Scheres et al.5 reported that MPH had an affect on response time of RI rather than on IS and that this affect was unrelated to dose. On the other hand, in this study, only response time significantly different between on and off MPH during IS, a finding which is in contrast to previous studies. Further, although medication was discontinued for a week, considering inconsistent cognitive data with previous studies, the residual effect of long term medication treatment cannot be excluded. Finally, a dose-response relationship was not verified in this study.

In the current study, subjects exhibited symptomatic improvements with MPH; however, improved executive function of the frontal lobe was not observed except for the response time of IS. Further, MPH-induced increases in frontal lobe activity were identical to those in previous studies.23,28 Several studies10,29 have reported that the lateral frontal lobe may be the center for interference control in adults. This study replicated previous study results and suggested the possibility of concluding that MPH can normalize ADHD's cognitive control center. But unlike Bush et al.'s results,24,27 decreased activity in the anterior cingulate in adult with ADHD during IS was not observed.
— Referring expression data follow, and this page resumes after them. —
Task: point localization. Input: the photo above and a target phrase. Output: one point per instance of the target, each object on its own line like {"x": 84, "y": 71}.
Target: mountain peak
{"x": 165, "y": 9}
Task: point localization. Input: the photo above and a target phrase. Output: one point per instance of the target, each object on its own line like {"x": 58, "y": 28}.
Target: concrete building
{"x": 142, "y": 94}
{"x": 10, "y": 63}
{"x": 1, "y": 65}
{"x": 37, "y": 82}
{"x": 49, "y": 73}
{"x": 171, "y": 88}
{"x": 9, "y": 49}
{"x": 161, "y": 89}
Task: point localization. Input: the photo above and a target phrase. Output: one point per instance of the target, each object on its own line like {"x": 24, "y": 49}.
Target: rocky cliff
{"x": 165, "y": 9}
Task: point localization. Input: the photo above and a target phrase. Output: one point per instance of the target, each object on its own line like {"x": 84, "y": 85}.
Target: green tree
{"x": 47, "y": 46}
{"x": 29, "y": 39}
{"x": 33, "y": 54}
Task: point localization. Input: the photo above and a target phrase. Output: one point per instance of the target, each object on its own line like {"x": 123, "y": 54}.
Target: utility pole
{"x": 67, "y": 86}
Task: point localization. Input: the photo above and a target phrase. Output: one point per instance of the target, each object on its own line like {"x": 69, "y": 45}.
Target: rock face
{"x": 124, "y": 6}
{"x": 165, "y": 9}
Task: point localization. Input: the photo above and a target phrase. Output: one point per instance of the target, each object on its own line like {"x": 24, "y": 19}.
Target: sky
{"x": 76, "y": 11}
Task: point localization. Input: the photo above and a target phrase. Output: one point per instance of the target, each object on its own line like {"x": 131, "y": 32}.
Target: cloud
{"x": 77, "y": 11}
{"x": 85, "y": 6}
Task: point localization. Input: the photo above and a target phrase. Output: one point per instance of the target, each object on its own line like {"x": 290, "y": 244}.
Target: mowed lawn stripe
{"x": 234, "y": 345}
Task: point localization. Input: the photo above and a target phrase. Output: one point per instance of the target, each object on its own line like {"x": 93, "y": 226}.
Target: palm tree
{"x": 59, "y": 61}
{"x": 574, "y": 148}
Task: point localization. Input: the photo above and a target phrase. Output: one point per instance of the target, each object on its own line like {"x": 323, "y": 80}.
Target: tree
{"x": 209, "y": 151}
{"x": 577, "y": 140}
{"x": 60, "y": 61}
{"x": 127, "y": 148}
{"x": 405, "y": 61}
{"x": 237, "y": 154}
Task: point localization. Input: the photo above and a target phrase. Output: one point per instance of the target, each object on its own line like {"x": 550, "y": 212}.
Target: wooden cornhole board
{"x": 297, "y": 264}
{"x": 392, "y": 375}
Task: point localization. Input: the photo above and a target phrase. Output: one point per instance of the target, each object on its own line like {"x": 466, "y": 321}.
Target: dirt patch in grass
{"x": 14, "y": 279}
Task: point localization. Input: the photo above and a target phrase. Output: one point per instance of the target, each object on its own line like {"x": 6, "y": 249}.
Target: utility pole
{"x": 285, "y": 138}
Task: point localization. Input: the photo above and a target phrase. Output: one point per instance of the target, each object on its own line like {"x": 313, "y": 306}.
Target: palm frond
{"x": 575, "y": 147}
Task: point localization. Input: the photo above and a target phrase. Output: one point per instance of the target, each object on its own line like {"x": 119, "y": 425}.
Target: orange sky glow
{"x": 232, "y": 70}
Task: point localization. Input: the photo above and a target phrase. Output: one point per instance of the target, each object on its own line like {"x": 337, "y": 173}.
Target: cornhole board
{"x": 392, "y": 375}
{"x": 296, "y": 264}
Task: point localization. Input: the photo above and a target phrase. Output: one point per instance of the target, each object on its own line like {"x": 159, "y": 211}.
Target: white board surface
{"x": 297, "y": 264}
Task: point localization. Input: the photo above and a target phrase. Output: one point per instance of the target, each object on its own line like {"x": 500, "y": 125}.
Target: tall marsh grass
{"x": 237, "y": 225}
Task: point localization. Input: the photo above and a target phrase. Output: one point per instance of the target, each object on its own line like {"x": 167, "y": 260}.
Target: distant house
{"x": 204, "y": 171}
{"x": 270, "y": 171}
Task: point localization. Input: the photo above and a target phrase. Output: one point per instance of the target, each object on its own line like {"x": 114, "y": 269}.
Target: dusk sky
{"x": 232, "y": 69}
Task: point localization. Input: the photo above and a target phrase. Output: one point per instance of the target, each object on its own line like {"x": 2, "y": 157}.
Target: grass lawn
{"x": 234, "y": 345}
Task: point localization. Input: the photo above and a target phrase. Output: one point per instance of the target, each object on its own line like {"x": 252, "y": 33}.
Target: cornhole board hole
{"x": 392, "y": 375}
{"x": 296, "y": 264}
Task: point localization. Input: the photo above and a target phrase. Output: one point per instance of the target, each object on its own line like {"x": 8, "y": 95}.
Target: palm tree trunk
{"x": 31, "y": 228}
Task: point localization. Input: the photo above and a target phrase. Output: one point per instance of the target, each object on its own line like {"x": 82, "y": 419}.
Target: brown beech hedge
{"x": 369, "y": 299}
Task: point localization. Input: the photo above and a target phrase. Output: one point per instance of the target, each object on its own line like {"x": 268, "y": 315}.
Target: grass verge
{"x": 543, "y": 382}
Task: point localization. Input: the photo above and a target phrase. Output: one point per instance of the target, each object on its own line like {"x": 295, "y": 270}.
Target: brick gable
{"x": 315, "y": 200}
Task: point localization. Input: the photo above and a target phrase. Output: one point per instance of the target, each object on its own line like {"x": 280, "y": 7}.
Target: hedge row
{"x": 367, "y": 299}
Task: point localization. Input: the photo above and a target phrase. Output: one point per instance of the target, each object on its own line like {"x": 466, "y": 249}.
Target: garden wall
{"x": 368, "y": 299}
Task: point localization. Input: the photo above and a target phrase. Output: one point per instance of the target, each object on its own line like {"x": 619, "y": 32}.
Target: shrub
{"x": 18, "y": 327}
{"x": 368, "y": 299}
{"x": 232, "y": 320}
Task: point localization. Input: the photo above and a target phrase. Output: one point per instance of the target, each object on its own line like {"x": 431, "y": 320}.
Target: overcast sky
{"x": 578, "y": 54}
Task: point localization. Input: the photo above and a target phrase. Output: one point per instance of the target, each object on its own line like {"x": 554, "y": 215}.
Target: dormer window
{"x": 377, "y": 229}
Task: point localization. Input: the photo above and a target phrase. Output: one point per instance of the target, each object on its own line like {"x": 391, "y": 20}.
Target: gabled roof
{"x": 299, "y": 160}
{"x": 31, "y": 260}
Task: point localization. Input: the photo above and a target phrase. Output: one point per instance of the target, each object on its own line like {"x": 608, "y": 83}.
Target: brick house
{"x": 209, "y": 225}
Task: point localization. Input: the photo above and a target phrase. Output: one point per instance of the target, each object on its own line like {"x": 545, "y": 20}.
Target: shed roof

The dopamine system affect on the fronto-sriatal network,12 as related to the RI model, can be activated by MPH treatment; however, this activated fronto-striatal network alone cannot fully explain improved IS. The role of the parieto-temporal network in IS improvement is also important.30,31 Unlike previous studies,5,32 the effect of MPH related to IS as opposed to RI was observed in this study.

Comprehensive results from the previous fMRI studies using event-related designs on cognitive controls25,30,33 have revealed the activation of widespread regions of the frontal cortex during RI. Particularly striking is the predominance of right-hemisphere activation, especially within the inferior frontal region. Recently, Bush et al.27 focused on changes in the right frontal lobe activity during IS in adults with ADHD on medication. This study also revealed increased right frontal lobe activity similar to that of healthy children during incongruent stimulus while being treated with MPH.

This study was limited in that it utilized a sample size that was too small to generalize the relationship between MPH and increased activity of the right frontal lobe. Further studies utilizing a larger sample size are needed. Moreover, there was no normal control group for head-to-head comparisons. A second limitation was that subjects were recruited from a population that had been undergoing treatment in clinical practice. That was why the second MRI scan was done one week after discontinuation of medication. However, it was impossible to completely exclude the possibility of a residual effect of longterm medication. Thus in further studies, drug-naïve patients should be selected for such studies and the first MRI should be performed prior to medication initiation and a subsequent MRI can proceed after the initiation of medication.